Debe ser la forma hipermoderna de enfermarse: enfermarse de una cosa para no enfermarse tanto de otra. Pero cada vez es más difícil porque las nuevas generaciones vienen con el virus en el ADN y es cuestión de tiempo de que ese virus se manifieste y gane. Además, ¿no es tierno ese oso bayo que corre peligro de extinguirse?

¿Adónde nos llevará esto? Si yo lo supiera ya estaría inventando la cura, volviéndome millonario, comprando la Luna y construyendo un country para envidia de todos.

Cuando digo de todos, digo de todos. Porque el lado bueno de la enfermedad es que anula (un poco) las clases sociales. Nos enfermamos (casi) todos por igual. Todos sabemos lo mismo. Todos sufrimos más o menos por las mismas cosas.

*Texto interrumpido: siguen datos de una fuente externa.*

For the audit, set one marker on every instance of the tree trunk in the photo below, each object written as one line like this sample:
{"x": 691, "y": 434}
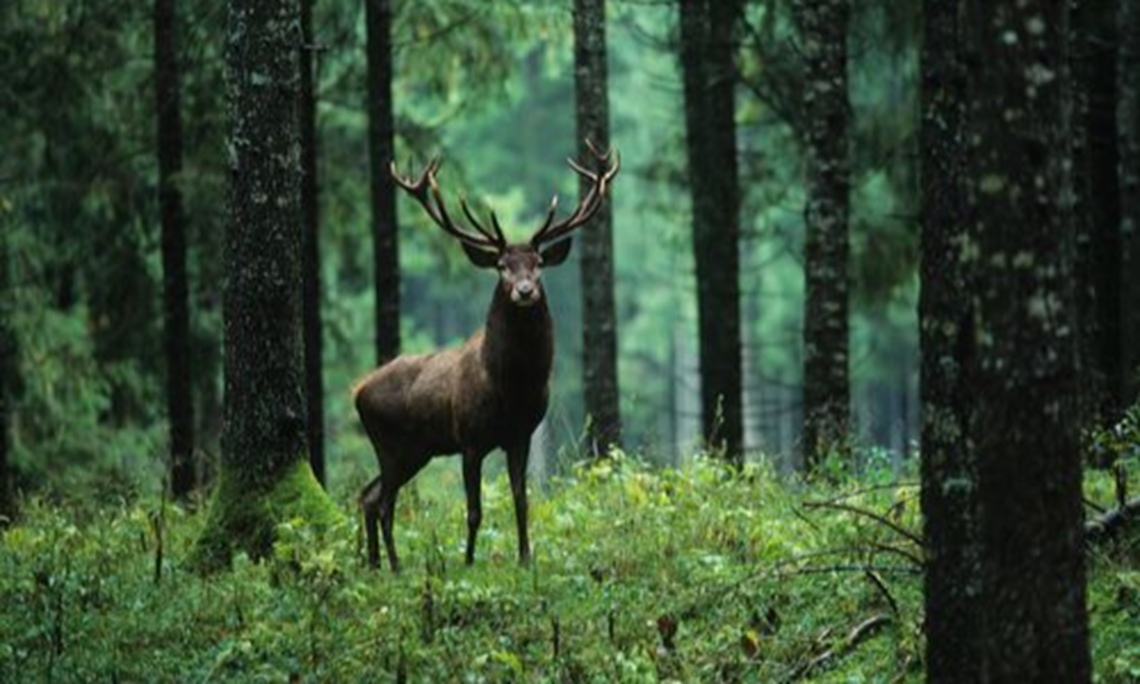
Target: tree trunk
{"x": 950, "y": 511}
{"x": 381, "y": 153}
{"x": 310, "y": 260}
{"x": 1098, "y": 192}
{"x": 265, "y": 474}
{"x": 600, "y": 336}
{"x": 176, "y": 287}
{"x": 827, "y": 391}
{"x": 8, "y": 373}
{"x": 1025, "y": 379}
{"x": 1129, "y": 90}
{"x": 707, "y": 59}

La globalización tan mentada nos tenía preparado este regalito. No era solamente la omnipresencia de las multinacionales ni que todos deseáramos los mismos jeans. Era también que, como Funes, todos asistiéramos a un “presente casi intolerable de tan rico y tan nítido” y que no seamos “muy capaces de pensar”.

No se sabe aún si se puede morir de esta enfermedad. Quizá el chiste es que no te mata, por el contrario, te necesita vivo la mayor cantidad de tiempo posible para que ejerzas de títere, consumas y contagies.

Hablando de títeres, ¿los titiriteros también sufrirán esta enfermedad? Porque ya se sabe que si hay títeres hay titiriteros. Es probable que sean de esos que se dicen “no consumas las porquerías que vendes”.

Quizá están tan ocupados organizando guerras y masacres y cargándose el mundo que no tienen tiempo ni para mirar los teléfonos ni para andar ocupándose de los osos bayos ni para ver cómo anda ese promocionado incendio en… Australia.